Secteurs — Industrie pharmaceutique, Industrie cosmétique, CRO (Contract Research Organizations)
Employeurs — Sanofi, Servier, Pierre Fabre, Boehringer Ingelheim, L'Oréal (division recherche), Ipsen, CRO (Charles River Laboratories, Citoxlab/Charles River)
Pour commencer — Technicien animalier en laboratoire chimique, Zootechnicien junior en R&D préclinique, Technicien d'expérimentation animale
Ensuite — Responsable d'animalerie de recherche, Chef de projet études précliniques, Coordinateur bien-être animal, Responsable qualité études in vivo
Intégration au sein d'unités de recherche publique combinant zootechnie et analyses chimiques : suivi de cohortes animales, prélèvements pour analyses métabolomiques, protéomiques ou toxicologiques. Environnement fortement réglementé avec une dimension scientifique prononcée.

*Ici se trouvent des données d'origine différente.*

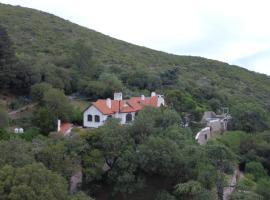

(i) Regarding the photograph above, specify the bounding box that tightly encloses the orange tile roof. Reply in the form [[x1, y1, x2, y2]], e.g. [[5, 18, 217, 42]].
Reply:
[[92, 96, 158, 115], [59, 123, 73, 134]]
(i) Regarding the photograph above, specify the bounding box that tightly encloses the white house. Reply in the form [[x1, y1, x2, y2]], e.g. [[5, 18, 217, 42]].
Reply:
[[83, 92, 165, 128]]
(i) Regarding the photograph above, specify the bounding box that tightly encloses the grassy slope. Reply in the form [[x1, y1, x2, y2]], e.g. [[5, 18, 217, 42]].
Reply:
[[0, 4, 270, 107]]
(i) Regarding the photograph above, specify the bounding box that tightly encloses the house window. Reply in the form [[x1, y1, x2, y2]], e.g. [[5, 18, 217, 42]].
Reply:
[[87, 115, 93, 122], [95, 115, 100, 122], [126, 113, 132, 123]]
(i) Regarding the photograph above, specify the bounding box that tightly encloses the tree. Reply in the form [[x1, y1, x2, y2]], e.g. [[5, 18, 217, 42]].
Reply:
[[34, 138, 80, 180], [0, 139, 35, 167], [256, 177, 270, 200], [43, 89, 73, 121], [0, 25, 16, 88], [229, 191, 263, 200], [205, 144, 235, 200], [138, 136, 184, 178], [72, 40, 95, 76], [232, 103, 269, 133], [174, 181, 203, 199], [0, 107, 9, 128], [131, 107, 181, 143], [96, 119, 134, 167], [34, 107, 57, 135], [31, 82, 52, 103], [68, 192, 94, 200], [0, 163, 68, 200], [245, 161, 267, 181], [98, 72, 123, 97]]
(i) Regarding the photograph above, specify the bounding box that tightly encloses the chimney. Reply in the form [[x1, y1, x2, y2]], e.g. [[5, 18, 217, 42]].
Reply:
[[106, 98, 112, 108], [113, 92, 123, 101], [57, 119, 61, 132], [151, 92, 157, 97]]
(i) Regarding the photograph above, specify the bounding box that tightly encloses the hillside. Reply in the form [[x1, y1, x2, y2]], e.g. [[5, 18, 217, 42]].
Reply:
[[0, 4, 270, 131]]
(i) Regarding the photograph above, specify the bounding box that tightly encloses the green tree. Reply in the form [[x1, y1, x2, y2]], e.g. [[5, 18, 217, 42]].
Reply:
[[98, 72, 123, 97], [138, 136, 184, 177], [0, 107, 9, 128], [256, 177, 270, 200], [0, 163, 68, 200], [205, 144, 235, 200], [245, 161, 267, 181], [0, 139, 35, 167], [68, 192, 94, 200], [0, 25, 16, 88], [31, 83, 52, 103], [35, 138, 80, 179], [72, 40, 94, 75], [34, 107, 57, 135], [232, 103, 269, 133], [43, 89, 73, 121], [229, 191, 263, 200], [174, 181, 203, 199]]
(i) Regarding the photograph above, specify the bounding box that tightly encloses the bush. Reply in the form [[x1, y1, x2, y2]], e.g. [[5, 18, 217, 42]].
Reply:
[[246, 161, 267, 181]]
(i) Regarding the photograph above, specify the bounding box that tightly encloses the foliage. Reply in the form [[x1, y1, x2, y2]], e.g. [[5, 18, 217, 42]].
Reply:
[[229, 191, 263, 200], [31, 83, 52, 103], [0, 4, 270, 135], [155, 191, 176, 200], [34, 138, 80, 179], [232, 103, 269, 133], [68, 192, 94, 200], [0, 163, 68, 200], [245, 161, 267, 181], [34, 107, 57, 135], [0, 107, 9, 128], [256, 177, 270, 200], [0, 139, 35, 167]]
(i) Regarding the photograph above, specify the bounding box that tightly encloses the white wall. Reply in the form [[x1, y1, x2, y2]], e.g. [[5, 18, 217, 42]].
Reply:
[[207, 119, 222, 133], [113, 112, 135, 124], [157, 95, 165, 107], [195, 127, 211, 145], [83, 106, 135, 128], [83, 106, 108, 128]]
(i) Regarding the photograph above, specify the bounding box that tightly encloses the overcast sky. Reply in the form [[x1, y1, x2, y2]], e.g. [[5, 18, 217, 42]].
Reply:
[[0, 0, 270, 75]]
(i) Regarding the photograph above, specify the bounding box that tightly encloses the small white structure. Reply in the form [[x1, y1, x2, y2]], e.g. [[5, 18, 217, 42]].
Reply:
[[83, 92, 165, 128], [57, 119, 73, 135], [195, 127, 211, 145], [195, 111, 231, 145], [202, 111, 231, 133], [14, 128, 24, 133]]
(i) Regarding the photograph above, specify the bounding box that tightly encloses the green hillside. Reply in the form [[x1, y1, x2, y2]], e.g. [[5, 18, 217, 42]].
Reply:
[[0, 4, 270, 129], [0, 4, 270, 200]]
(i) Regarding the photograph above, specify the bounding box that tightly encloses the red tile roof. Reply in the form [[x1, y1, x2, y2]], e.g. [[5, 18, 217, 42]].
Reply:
[[59, 123, 73, 134], [92, 96, 158, 115]]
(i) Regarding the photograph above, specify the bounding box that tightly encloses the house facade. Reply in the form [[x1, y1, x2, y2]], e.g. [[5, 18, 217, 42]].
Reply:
[[83, 92, 165, 128]]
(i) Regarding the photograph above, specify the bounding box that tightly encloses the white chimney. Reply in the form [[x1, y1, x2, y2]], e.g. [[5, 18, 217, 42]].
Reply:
[[151, 92, 157, 97], [113, 92, 123, 101], [57, 119, 61, 132], [141, 94, 145, 101], [106, 98, 112, 108]]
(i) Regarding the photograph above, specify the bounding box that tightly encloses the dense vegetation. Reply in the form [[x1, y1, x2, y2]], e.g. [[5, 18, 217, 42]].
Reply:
[[0, 4, 270, 132], [0, 4, 270, 200]]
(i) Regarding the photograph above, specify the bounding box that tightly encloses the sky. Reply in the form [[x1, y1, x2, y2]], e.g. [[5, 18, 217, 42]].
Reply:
[[0, 0, 270, 75]]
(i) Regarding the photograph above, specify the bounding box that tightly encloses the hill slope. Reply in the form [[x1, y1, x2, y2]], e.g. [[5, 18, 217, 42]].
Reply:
[[0, 4, 270, 131]]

Secteurs — Recherche publique, Enseignement supérieur et recherche, Santé publique
Employeurs — INRAE, CNRS, Inserm, CEA, Universités (plateformes animaleries), Institut Pasteur
Pour commencer — Adjoint technique en animalerie de recherche, Technicien zootechnicien INRAE, Agent technique d'expérimentation animale
Ensuite — Ingénieur d'études en expérimentation animale, Responsable de plateforme animalière, Ingénieur de recherche zootechnie, Référent éthique et bien-être animal
Poste à l'interface entre zootechnie et chimie analytique dans les laboratoires de contrôle qualité de l'alimentation animale. Le technicien réalise des essais zootechniques (digestibilité, palatabilité) et effectue ou supervise les analyses chimiques associées (composition nutritionnelle, résidus, contaminants).
Secteurs — Industrie agroalimentaire, Nutrition animale, Alimentation spécialisée (petfood)
Employeurs — Groupe Avril (Sanders), InVivo NSA, Neovia (ADM), Lallemand Animal Nutrition, DIANA Pet Food (Symrise), Laboratoires départementaux d'analyses
Pour commencer — Technicien zootechnicien en station expérimentale, Technicien qualité nutrition animale, Zootechnicien d'essais en alimentation
Ensuite — Responsable station expérimentale, Chef de projet R&D nutrition animale, Responsable qualité et réglementation, Directeur technique nutrition
Travail en laboratoire d'écotoxicologie où le zootechnicien gère l'élevage d'organismes modèles (poissons, daphnies, vers de terre) et participe aux analyses chimiques des milieux et des tissus biologiques pour évaluer l'impact de substances chimiques sur la faune.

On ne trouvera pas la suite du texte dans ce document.